COMPETITIVENESS WILL be key to Ireland weathering the economic crisis, Dr TK Whitaker, author of a seminal 1958 report on the Irish economy, said yesterday.
"I think the crucial thing is to keep competitiveness and, if we manage to remain competitive, we'll get through because demand will restore itself in good time," he said, adding that the State's competitiveness could be destroyed if there is too high an increase in incomes because of the rise in the cost of living.
"This is something inevitable that the community as a whole has to bear," he said.

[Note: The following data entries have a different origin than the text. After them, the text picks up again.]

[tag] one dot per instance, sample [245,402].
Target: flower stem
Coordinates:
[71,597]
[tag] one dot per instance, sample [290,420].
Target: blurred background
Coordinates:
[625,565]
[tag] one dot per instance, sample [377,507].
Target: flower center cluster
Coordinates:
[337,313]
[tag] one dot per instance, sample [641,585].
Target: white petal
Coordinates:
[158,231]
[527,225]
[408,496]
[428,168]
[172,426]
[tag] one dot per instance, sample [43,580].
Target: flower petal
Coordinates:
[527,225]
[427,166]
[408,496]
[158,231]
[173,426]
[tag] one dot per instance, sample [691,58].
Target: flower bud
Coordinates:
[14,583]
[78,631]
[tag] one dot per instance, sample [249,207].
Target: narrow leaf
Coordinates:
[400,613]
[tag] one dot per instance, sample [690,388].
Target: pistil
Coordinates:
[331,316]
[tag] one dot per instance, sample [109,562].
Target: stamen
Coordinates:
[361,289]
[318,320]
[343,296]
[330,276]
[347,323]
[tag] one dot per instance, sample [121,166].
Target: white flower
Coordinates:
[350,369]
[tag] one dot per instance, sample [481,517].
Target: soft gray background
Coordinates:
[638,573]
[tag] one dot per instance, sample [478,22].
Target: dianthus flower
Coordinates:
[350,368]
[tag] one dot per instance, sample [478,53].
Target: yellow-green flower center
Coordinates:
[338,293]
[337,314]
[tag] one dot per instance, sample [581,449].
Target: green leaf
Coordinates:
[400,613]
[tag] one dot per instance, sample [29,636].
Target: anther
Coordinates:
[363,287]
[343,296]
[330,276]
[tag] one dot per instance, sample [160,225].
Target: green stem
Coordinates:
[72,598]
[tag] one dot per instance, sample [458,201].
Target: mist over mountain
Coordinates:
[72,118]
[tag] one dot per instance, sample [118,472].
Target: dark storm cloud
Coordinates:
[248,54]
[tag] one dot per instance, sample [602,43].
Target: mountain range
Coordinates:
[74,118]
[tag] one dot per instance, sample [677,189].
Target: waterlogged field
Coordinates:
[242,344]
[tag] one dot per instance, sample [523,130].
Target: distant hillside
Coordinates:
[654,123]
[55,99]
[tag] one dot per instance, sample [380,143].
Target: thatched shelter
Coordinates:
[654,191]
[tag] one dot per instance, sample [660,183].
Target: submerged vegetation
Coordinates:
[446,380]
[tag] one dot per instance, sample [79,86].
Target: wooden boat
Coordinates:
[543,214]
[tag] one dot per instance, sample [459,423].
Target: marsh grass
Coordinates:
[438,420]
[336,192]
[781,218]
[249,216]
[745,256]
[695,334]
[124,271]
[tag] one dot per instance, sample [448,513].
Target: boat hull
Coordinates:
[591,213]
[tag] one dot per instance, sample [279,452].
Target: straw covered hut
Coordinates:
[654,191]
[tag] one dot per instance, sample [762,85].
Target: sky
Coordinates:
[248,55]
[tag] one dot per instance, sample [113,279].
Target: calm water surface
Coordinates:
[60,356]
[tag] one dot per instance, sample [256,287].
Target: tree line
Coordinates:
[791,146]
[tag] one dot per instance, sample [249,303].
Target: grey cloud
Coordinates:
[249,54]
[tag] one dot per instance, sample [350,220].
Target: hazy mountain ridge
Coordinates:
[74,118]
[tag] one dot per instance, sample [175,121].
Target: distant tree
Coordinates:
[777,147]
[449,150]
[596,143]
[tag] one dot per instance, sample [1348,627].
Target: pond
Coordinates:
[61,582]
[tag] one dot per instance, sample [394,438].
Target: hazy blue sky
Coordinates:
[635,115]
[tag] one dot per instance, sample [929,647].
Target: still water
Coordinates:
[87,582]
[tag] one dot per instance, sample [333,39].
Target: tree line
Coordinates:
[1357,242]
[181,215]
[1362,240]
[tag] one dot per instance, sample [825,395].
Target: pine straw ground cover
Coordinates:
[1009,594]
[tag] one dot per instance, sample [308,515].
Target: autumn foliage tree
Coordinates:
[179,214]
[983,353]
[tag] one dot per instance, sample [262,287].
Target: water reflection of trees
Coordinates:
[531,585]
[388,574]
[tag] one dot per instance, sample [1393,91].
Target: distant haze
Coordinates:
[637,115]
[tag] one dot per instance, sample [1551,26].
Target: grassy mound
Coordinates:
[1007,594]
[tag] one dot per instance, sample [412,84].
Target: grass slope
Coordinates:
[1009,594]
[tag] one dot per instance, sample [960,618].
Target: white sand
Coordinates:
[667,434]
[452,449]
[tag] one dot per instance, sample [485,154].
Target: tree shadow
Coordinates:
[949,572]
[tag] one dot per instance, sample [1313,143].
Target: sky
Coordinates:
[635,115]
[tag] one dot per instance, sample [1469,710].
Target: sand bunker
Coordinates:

Ahead of Minister for Finance Brian Lenihan's assurance that Irish banks remained stable, Dr Whitaker remarked that he did not deem such a declaration essential. "That's the sort of assurance you shouldn't give until it's absolutely necessary," he said.
On future economic expansion, Dr Whitaker said the way to achieve this was to concentrate on higher value-added activities.
"It is only if we are educated, skilled and enterprising enough to produce goods and services commanding a high margin of gross profit or 'added value' that we can expect high and rising living standards," he said.
Dr Whitaker was speaking at an economic conference held to celebrate the 50th anniversary of his Programme for Economic Expansionpolicy document, which is credited with paving the way for Ireland's current economic model and for encouraging the move away from protectionism towards free trade.
At the event, Mr Lenihan paid tribute to the document, saying it "set us on the path to becoming the successful, sophisticated economy we are today" and that the report "remains highly relevant as a vision for our future".
In his presentation, Dr Whitaker recalled how he welcomed working on the report during his tenure as secretary of the Department of Finance, as it was an escape from the pessimism, or "inverted Micawberism", usually associated with the department. He also revealed that the reason the document was called a programme, rather than a plan, was because of "fear and distrust of the Russian type of planned economy" at the time.
Of the Republic's initial failure to be accepted into the European Economic Community in 1961, and its eventual accession in 1972, Dr Whitaker said: "In retrospect, it can be said that [Charles] de Gaulle did us a good turn in blocking our entry until we were much better prepared for membership."